Lucky and Miles watched Brigitte talk. She used one hand to hold the phone and the other to show the tapering ends of the pliers, even though Dot couldn’t see her doing it. “You are not too busy?” Brigitte said to Dot. “Okay, yes, right now.” She hung up.
“Lucky, I am going to wrap some
clafouti
to take to Dot. Can you look for the keys of the Jeep—I think on my desk. Miles, we drop you home on the way.” As Lucky went to Brigitte’s bedroom trailer, Miles began making screeching tire noises again.
The keys were not on the table. Lucky looked all around the room. “I can’t find them,” she called to Brigitte.
“Look in the drawer,” Brigitte called back.
Lucky opened the drawer. Scissors, a tape measure, stamps, pencils, rubber bands. No keys. She closed the drawer and noticed Brigitte’s little suitcase on a chair beside the table. It was closed, but the lid wasn’t zipped.
“Never mind, Lucky!” Brigitte shouted. “I find them in here!”
Lucky had a bad feeling about that suitcase, which had
always
been stored at the back of Brigitte’s closet.
“Lucky, are you coming to Dot’s?”
Lucky stared at the suitcase. “No,” she called, backing away from it. She went to the kitchen doorway. “I’ll stay here and…work more on my ant report.”
“You should anyway get ready for bed,” Brigitte said. “School tomorrow. I come back soon.”
Miles tire-screeched all the way to the Jeep.
Lucky went straight back to the suitcase. It was a bit bigger and deeper than a laptop carrier. Brigitte had come all the way from France with that one small case, thinking she was staying only a short time—until Lucky could be placed in a foster home. Probably she brought just a change of clothes. Now she had plenty of cotton surgical outfits from the thrift shop, which Lucky knew she liked because they were loose-fitting and cool, and because Brigitte said they made her feel Californian. Plus she had the Jeep and the three trailers and the computer that Lucky’s father had given her. Plus she had Lucky.
This was the first time Lucky had seen the suitcase in two years.
Lucky lifted the lid.
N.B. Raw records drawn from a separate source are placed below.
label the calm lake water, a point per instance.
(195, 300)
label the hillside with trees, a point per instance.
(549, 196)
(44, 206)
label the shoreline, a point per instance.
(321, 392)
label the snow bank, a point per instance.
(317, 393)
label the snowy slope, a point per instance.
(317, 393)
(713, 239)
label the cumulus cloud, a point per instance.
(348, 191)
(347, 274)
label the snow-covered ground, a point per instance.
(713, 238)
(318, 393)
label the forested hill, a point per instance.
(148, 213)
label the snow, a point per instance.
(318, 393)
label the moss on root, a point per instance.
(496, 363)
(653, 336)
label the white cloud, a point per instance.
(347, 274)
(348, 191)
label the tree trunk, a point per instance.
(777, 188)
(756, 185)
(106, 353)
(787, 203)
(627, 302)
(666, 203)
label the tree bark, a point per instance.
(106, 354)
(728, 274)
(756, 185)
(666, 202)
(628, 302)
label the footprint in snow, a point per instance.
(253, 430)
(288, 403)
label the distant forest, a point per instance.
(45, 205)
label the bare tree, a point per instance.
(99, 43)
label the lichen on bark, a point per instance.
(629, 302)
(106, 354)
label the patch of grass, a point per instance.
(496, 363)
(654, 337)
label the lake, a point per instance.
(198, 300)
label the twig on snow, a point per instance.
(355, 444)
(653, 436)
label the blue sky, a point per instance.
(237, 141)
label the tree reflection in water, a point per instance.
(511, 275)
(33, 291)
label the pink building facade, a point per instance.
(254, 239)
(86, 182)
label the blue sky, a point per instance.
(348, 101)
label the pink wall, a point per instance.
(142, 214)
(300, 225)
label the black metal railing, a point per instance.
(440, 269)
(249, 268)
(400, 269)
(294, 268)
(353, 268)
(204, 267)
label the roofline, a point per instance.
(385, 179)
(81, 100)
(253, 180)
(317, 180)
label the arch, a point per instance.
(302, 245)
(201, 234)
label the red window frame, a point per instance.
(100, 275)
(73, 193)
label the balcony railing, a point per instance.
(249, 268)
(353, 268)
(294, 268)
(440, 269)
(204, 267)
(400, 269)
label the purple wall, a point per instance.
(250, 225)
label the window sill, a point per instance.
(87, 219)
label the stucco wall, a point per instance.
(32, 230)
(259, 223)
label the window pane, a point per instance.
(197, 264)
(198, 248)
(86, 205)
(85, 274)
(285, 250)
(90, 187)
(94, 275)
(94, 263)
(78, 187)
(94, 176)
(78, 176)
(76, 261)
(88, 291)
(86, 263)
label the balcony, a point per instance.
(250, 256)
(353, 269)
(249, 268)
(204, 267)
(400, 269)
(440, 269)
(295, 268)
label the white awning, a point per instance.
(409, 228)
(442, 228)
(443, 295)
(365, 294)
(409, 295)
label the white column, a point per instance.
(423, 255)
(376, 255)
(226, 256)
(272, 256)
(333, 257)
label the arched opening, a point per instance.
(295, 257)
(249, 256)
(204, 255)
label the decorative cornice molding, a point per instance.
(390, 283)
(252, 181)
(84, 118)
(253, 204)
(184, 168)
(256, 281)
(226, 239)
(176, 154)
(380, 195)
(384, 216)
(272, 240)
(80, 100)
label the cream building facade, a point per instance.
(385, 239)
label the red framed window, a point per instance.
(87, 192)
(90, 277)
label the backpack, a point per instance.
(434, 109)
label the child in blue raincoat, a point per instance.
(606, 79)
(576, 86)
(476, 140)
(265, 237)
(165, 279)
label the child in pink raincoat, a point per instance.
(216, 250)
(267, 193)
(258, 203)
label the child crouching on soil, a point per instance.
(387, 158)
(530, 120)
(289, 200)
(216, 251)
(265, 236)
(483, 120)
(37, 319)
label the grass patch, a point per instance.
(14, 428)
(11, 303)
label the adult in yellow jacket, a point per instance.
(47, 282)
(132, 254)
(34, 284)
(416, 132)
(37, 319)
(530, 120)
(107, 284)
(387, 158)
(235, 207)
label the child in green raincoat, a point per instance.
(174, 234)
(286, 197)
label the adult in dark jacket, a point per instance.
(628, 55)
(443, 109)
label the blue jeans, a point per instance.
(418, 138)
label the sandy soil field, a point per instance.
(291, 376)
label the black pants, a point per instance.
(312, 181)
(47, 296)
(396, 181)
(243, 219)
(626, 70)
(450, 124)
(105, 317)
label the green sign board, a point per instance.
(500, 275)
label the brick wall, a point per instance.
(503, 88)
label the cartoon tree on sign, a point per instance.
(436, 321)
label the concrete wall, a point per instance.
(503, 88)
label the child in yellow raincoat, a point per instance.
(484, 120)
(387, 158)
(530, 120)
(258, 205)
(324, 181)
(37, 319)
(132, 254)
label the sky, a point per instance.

There were no clothes in it. Only a stack of papers, and, on top, something very precious that was usually kept in a safe-deposit box at the bank in Sierra City.
Brigitte’s passport.
Lucky didn’t touch it or look at the other papers. Usually she would have examined them all very thoroughly. But the passport was enough. The only reason people need a passport is when they travel from one country to another country. Now she realized what was going on.
Lucky trudged back to the kitchen trailer. She suddenly understood that she’d been doing everything backward. She’d thought you looked for your Higher Power and when you found it you got special knowledge—special
insight
—about how the world works, and why people die, and how to keep bad things from happening.